Entspannung, Spaß und Zerstreuung auf einem Technofestival? Nein. «Smile» erzählt von einem Horrortrip.

Cast und Crew

  • Regie: Steffen Köhn
  • Buch: Silke Eggert, Steffen Köhn, Prodromos Antoniadis
  • Cast: Mercedes Müller, Hanna Hilsdorf, Mehmet Sözer, Christoph Bach, Julia Dietze, Catherine Flemming, Roland Korponovics
  • Kamera: Mario Krause
  • Schnitt: Leonardo Franke, Andrea Pek
  • Musik: Johannes Klingebiel
Jahr für Jahr zeigt das ZDF im Sommer mit der Programmreihe "Shooting Stars – Junges Kino im Zweiten" eine Handvoll von Produktionen aus der ZDF-Redaktion "Das kleine Fernsehspiel", die von jungen Talenten erschaffen wurden und mit der Leinwand im Sinn entstanden sind. Die Bandbreite der Kinoauswertungen variiert allerdings. Während aus dieser "Shooting Stars"-Staffel etwa die Komödie «Lucky Loser» einen regulären Kinostart erhielt, blieb dies «Smile» verwehrt. Die etwa 75-minütige Techno-Schauermär, entstanden im Jahr 2017, lief zwar auf dem "Achtung Berlin"-Festival im Wettbewerb, doch dem allgemeinem Publikum wird der Film erst jetzt, durch seine TV-Ausstrahlung, zugänglich gemacht.

Die Geschichte des eingangs semi-dokumentarisch inszenierten Films beginnt, als die junge, überarbeitete Mercedes beschließt, ihrem Leben endlich wieder etwas Freude und Glück einzuverleiben, indem sie zum ersten Mal das sagenumwobene, deutsche Technofestival "Heimat" besucht.

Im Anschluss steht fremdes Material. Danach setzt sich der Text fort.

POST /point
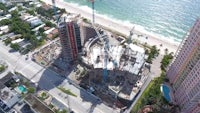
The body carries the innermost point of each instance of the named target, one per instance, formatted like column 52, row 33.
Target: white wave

Insbesondere geht es ihr darum, einen DJ wiedersehen, den sie bei einem Gig in ihrer Heimatstadt kennengelernt hat.

Doch Mercedes verliert ihn rasch im Festivalgedränge aus den Augen, genauso, wie sie alsbald ihre Geduld mit dem komplizierten Bezahl- und Ränkesystem innerhalb der scheinbar perfekten Partywelt verliert. Zufällig lernt Mercedes jedoch die wilde und faszinierende Bella kennen, die Mercedes verspricht, mit ihr zur "Secret-Backstage" zu gehen, um DJ Boy zu suchen. Aber vorher tanzen sie, trinken, lachen und verlieren sich im Rhythmus der Beats – so sehr, dass Wirklichkeit, Traum und Drogentrip verschwimmen …

"Große Musikfestivals sind immer Utopien, eigene Welten, temporäre autonome Zonen, in denen all das Wirklichkeit werden soll, was wir im Alltag so schmerzlich vermissen: Zauber, Intimität, Kontrollverlust. Aber letztlich sind sie dann doch nur ein potenziertes Spiegelbild unseres Alltags", erläutert Regisseur und Ko-Autor Steffen Köhn seinen Film, der wie eine Doku über eine Festival-Erstbesucherin beginnt und sich nach und nach zu einem Techno-Mix aus «Alice im Wunderland» und «Dantes Inferno» entwickelt.

«Smile» vermischt dabei auch Elemente des Thrillers, da wir der unschuldig-naiven Mercedes dabei zusehen, wie sie sukzessive den Verstand verliert, und der Satire. Es gibt Seitenhiebe auf typische Festival-Charakterköpfe, die sich beim Feiern in wandelnde Klischees verwandeln, sowie auf die kommerzielle Ausnutzung dessen, dass ein Festival eine eigene, kleine Welt ist. Denn damit sind die Festivalbesuchenden den Festivalregeln hilflos ausgesetzt. Oder anders gesagt: Man muss auf einem Festival einfach für alles blechen.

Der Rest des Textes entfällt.